In response, Palladian concedes that a “party adversely
affected by a NAICS code determination must first file
at OHA within 10 days of that determination.” AppelleeBr. 35. But when a contractor is “adversely affected by a
NAICS code determination resulting from an OHA appeal,”
Palladian submits that the proper venue is the
Court of Federal Claims. Id. at 35-36. Otherwise, as the
court observed, the new code “could become completely
unreviewable.” Palladian, 119 Fed. Cl. at 437.

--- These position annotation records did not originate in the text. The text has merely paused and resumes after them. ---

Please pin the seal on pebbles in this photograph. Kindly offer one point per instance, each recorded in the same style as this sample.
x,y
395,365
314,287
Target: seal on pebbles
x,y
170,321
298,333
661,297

According to Palladian, as long as any interested party
filed an OHA NAICS appeal and OHA rendered a final
decision identifying the most appropriate NAICS code, the
administrative exhaustion requirement is satisfied. In
particular, Palladian argues that the regulation is written
in passive voice—“The OHA appeal is an administrative
remedy that must be exhausted before judicial review of a
NAICS code designation may be sought in a court”—and
nothing contained therein provides that “the ability to
seek judicial review vests only in those parties that participated
in the OHA appeal.” Appellee Br. at 20-21
(quoting 13 C.F.R. § 121.1102). As explained below, on
the record here, we disagree.
First, Palladian’s argument that the regulations do
not specify which parties must exhaust the administrative
remedies lacks merit; the regulations do identify the
parties that can either initiate or participate in an OHA
NAICS code appeal. The regulations provide that “[a]ny
person adversely affected by a NAICS code designation”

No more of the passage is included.